Währenddessen versuchte die Bistumsleitung den eigenen Aufrufen zur Solidarität und Unterstützung konkrete Taten folgen zu lassen. Bereits Anfang April wurde bekannt, dass Kardinal Woelki die katholischen Kliniken seiner Diözese angewiesen hatte, Coronavirus-Patienten aus Italien aufzunehmen, da die Krankenhäuser dort teilweise überlastet waren.
Der Kardinal packte auch selbst mit an: Ab Ende März hatte Woelki das Kölner Priesterseminar zur Verfügung gestellt, um die Versorgung von Obdachlosen zu sichern, da diese wegen der Ausgangsbeschränkungen und Kontaktsperren in diesem Zeitraum auf den kaum frequentierten Straßen viel weniger Passanten um Unterstützung bitten konnten. Auch die Tafeln arbeiteten damals noch mit Einschränkungen, um ihre Helfer zu schützen. Bis diese wieder öffnen durften, sprang das Erzbistum ein, unterstützt von den Maltesern und freiwilligen Helfern.

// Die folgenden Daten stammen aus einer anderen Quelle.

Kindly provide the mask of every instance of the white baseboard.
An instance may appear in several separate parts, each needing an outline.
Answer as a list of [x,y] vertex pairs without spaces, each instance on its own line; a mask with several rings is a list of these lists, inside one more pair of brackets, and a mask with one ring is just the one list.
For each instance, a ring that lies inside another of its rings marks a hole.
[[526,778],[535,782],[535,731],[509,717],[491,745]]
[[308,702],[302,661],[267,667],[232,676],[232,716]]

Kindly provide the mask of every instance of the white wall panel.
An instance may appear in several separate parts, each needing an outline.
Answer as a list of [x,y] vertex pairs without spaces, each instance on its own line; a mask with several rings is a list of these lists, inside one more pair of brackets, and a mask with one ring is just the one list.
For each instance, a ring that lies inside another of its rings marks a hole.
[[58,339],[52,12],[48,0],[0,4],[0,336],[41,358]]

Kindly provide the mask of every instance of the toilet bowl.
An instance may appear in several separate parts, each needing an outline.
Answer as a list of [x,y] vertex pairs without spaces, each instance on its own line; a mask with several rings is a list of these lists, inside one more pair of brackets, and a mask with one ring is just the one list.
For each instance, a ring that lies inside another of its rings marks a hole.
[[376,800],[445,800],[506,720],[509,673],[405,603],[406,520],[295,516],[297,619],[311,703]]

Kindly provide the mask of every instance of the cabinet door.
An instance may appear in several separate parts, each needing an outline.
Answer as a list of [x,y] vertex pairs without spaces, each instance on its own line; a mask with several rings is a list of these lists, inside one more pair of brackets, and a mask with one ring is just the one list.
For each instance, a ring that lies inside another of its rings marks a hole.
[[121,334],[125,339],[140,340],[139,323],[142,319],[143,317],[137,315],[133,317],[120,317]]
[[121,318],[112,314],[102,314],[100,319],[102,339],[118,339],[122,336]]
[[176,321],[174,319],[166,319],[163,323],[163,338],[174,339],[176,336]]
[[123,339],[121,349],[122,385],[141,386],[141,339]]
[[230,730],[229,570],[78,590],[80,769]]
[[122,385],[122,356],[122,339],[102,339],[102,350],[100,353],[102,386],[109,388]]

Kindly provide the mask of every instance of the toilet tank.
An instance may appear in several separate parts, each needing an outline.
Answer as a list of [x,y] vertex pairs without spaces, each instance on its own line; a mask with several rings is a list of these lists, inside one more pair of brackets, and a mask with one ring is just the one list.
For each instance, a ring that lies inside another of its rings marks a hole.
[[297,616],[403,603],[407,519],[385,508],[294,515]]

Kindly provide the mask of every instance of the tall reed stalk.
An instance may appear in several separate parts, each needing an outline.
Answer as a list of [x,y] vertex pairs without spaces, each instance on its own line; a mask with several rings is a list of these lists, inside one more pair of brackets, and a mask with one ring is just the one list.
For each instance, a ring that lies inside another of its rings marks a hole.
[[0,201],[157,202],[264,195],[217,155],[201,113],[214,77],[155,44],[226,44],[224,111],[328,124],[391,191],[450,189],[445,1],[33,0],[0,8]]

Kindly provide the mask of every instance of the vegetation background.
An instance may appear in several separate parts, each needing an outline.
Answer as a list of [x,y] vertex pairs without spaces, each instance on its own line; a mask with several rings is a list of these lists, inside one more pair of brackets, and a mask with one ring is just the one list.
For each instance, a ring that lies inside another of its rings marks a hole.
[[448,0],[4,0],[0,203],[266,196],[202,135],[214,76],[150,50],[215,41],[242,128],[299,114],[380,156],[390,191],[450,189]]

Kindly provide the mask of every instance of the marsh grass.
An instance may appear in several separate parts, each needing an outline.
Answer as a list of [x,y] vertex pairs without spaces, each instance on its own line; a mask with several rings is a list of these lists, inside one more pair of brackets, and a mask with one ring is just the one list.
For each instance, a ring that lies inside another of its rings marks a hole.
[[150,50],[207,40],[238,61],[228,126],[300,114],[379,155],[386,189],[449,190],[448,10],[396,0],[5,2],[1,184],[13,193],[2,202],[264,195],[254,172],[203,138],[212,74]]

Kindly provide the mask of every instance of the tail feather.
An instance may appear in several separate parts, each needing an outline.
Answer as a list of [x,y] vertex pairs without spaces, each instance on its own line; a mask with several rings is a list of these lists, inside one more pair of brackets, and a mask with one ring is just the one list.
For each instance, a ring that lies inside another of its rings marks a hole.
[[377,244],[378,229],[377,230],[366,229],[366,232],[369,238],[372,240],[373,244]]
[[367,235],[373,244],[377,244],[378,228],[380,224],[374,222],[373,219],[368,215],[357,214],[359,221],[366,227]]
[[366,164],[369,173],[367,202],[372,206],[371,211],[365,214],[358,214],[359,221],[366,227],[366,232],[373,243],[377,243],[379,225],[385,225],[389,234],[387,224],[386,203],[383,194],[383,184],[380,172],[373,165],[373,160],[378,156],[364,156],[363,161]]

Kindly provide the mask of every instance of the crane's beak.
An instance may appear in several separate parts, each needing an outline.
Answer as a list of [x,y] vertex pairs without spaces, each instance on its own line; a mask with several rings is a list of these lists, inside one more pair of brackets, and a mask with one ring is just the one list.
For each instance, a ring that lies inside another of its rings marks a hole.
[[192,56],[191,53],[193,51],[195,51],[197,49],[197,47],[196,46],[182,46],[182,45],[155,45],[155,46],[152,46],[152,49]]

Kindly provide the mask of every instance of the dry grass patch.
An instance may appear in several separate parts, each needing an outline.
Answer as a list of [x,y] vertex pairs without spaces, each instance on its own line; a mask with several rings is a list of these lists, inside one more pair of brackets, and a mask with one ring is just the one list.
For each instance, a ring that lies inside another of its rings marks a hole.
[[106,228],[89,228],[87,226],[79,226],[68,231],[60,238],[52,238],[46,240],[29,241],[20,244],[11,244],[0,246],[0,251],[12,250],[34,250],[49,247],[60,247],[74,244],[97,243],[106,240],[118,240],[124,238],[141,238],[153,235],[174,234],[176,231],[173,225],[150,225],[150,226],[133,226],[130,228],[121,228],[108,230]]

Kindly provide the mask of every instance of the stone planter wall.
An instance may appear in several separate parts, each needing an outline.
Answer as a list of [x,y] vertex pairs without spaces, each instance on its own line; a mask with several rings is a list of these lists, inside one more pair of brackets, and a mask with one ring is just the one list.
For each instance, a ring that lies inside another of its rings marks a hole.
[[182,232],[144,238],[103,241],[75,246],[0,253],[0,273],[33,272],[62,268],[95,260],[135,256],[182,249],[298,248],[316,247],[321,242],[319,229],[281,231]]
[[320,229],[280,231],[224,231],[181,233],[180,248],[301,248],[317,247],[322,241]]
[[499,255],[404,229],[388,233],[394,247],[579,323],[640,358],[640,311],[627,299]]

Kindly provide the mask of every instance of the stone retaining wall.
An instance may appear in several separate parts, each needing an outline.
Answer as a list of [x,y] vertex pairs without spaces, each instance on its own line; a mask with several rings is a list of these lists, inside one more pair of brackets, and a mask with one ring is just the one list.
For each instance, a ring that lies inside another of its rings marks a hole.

Wochenlang konnten die Menschen, die auf der Straße leben, im Priesterseminar duschen und ein warmes Essen erhalten. Bis zu 150 Personen konnten in dieser Zeit versorgt werden, bis schließlich auch die anderen Anlaufstellen wieder öffneten.
Woelki hatte bereits bei der Aussetzung der Gottesdienste dazu aufgerufen, das karitative Engagement zu verstärken:
"Ich möchte aber zusätzlich auch daran erinnern, dass der Gottesdienst nur einer der drei Wesensvollzüge der Kirche ist. Den Gottesdienst kann man in extremen Situationen, wie jetzt, für eine gewisse Zeit aussetzen, oder, besser gesagt, in die Hauskirchen und ins persönliche Gebet verlegen. Aber den anderen Wesensvollzug, die Caritas oder Diakonie, darf man niemals aussetzen. Unsere Gemeinden sind nicht nur Gottesdienstgemeinden, sondern immer auch Caritasgemeinden und jeder getaufte Christ ist nicht nur zum Gottesdienst und zum Glaubensbekenntnis aufgefordert, sondern immer auch zur Caritas. Daher besteht die Caritas im Erzbistum Köln aus fast 2 Millionen Christinnen und Christen, von denen jetzt viele caritativ tätig werden können."
Selbstkritik in Österreich
Die österreichische Bischofskonferenz hat bereits Ende Mai das eigene Reagieren auf die Corona-Krise selbstkritisch unter die Lupe genommen (CNA Deutsch hat berichtet). Zwar seien die Regulierungen der liturgischen Praxis notwendig gewesen, dennoch hätten einige den Eindruck gehabt, "dass wir vorrangig mit unseren eigenen Angelegenheiten beschäftigt gewesen wären".
Im Hirtenwort heißt es wörtlich:
"Die Coronavirus-Krise hat uns auch als Kirche überrascht und überfordert. Wie alle anderen Institutionen, mussten wir im Krisenbewältigungsbetrieb schrittweise lernen, was zu tun ist."
Wo der Eindruck entstanden sei, dass die Kirche sich zu sehr mit sich selbst beschäftigt habe und dadurch die Sorge für die konkreten Anliegen der Menschen zu kurz gekommen ist, wollen die Bischöfe um Entschuldigung bitten.